Does equity factor portfolio reformation (rebalancing) schedule materially affect portfolio performance? In their February 2020 paper entitled “Rebalance Timing Luck: The (Dumb) Luck of Smart Beta”, Corey Hoffstein, Nathan Faber and Steven Braun measure rebalance timing luck (RTL) in returns for long-only portfolios of S&P 500 stocks selected based on:
- Value – trailing 12-month earnings yield.
- Quality – average of rankings for return on equity, accruals ratio (reverse ranking) and leverage ratio (reverse ranking).
- Momentum – return from 12 months ago to one month ago.
- Low Volatility – 12-month realized volatility.
They quantify RTL as dispersion in portfolio performance (best minus worst) across different reformation schedules. They also vary number of stocks (50 to 400) and portfolio reformation frequency (annual, semi-annual or quarterly) to assess RTL sensitivity to these parameters. For corroboration, they measure RTL for replications of existing S&P Dow Jones Enhanced Value, Quality, Momentum and Low Volatility indexes. Using data for S&P 500 stocks starting July 2000 and for factor-based indexes starting January 2001, all through September 2019, they find that:
- For long-only factor portfolios, RTLs often exceeds 1% annualized (see the chart below). This luck tends to decrease with number of holdings, increase with reformation frequency and increase with inherent strategy turnover.
- No reformation schedule significantly outperforms other schedules. In other words, there is not a reformation schedule that is fundamentally superior.
- For the S&P Dow Jones index replications, full-sample annualized RTLs range from 0.25% for Low Volatility to 1.92% for Momentum. Maximum annual RTLs range from 2.9% for Low Volatility to 41.7% for Enhanced Value.

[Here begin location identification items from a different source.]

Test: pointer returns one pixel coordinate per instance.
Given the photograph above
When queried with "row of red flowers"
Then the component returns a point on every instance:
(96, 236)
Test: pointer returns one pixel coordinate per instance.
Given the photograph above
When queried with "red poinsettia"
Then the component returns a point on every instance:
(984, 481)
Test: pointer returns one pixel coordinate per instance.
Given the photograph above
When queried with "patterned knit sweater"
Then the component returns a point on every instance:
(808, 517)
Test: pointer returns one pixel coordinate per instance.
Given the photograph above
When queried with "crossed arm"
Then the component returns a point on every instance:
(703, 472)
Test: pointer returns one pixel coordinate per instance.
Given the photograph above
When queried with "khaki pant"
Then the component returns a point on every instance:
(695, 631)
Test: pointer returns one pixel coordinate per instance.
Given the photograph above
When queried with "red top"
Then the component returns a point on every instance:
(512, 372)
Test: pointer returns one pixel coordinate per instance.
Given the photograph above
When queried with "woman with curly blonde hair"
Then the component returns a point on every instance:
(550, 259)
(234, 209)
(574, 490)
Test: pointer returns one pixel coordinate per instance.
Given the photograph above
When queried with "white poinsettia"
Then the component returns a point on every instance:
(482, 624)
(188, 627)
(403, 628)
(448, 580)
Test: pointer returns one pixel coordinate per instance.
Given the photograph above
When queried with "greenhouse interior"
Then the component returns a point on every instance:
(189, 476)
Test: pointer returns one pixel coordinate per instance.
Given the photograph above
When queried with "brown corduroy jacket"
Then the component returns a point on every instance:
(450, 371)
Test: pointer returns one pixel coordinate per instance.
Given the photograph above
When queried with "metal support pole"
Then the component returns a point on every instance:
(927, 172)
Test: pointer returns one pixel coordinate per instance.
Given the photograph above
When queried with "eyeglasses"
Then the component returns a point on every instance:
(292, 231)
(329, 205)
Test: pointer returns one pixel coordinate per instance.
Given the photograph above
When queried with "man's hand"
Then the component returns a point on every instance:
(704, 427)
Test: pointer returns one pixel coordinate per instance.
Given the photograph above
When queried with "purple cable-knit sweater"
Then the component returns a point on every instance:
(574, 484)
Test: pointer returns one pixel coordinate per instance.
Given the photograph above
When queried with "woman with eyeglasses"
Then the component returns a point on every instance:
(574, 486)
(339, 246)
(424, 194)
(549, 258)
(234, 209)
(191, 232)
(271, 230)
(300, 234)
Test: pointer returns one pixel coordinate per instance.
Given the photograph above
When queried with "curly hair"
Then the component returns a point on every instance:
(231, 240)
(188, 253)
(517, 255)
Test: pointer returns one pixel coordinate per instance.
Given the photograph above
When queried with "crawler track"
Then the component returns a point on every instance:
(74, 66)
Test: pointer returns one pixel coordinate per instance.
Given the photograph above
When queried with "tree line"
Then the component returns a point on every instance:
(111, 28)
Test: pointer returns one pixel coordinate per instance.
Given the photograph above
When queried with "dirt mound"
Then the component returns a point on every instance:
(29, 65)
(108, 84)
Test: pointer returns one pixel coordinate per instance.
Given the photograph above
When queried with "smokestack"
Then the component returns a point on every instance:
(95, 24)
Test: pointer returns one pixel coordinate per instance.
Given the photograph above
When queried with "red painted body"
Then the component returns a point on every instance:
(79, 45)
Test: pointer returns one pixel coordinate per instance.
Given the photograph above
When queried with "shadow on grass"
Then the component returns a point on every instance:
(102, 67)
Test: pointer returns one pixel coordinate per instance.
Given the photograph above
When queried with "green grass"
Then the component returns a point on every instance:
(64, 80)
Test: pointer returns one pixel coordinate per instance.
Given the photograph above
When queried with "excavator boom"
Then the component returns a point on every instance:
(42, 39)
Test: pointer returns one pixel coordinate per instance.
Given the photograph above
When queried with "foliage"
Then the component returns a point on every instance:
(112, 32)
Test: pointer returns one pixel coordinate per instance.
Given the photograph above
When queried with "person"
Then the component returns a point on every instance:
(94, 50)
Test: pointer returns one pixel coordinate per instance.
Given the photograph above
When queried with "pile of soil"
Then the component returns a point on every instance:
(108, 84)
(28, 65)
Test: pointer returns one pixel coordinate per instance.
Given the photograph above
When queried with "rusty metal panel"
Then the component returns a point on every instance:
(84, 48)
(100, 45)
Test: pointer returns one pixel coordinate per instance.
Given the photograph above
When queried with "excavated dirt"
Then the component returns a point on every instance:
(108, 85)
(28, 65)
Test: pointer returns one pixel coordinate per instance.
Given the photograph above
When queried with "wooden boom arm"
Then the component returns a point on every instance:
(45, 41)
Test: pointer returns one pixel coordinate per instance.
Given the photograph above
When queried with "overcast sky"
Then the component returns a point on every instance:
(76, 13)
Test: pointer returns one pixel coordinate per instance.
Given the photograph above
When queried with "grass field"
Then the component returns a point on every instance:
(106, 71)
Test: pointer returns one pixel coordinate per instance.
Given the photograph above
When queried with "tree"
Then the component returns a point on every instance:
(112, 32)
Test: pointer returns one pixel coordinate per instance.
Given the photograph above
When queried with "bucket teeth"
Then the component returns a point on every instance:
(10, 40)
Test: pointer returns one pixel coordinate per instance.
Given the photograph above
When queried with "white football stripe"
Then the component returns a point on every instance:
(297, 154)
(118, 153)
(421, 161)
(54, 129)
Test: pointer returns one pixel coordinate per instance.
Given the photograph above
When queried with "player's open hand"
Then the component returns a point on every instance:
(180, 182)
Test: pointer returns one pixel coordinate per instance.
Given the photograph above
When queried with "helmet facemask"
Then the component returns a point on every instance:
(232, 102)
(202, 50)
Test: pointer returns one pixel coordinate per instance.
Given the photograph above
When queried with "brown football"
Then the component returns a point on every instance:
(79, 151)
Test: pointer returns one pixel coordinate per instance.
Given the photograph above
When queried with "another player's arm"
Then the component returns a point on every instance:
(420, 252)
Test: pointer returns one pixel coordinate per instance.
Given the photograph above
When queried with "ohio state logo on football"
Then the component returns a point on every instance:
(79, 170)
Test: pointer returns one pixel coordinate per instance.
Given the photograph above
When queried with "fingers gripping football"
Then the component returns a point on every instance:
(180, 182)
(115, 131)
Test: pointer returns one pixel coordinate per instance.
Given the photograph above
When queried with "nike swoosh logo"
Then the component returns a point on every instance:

The following chart, taken from the paper, compares cumulative values of $1 initial investments in 100-stock momentum portfolios constructed from the S&P 500 universe with six different semiannual reformation schedules. The Tranche portfolio is an average for the six rebalance schedules. Results show uncertainty in outcome based on reformation schedule. While the May-November schedule has the highest cumulative return, outperformance is not statistically significant.
In summary, evidence indicates that robustness testing of factor-based strategies should include assessment of rebalance timing luck.
Cautions regarding findings include:
- Test results are gross, not net. RTL may also affect portfolio turnover and associated frictions.
- Using a tranche approach to suppress RTL entails greater execution effort and additional reformation frictions to rebalance tranche components.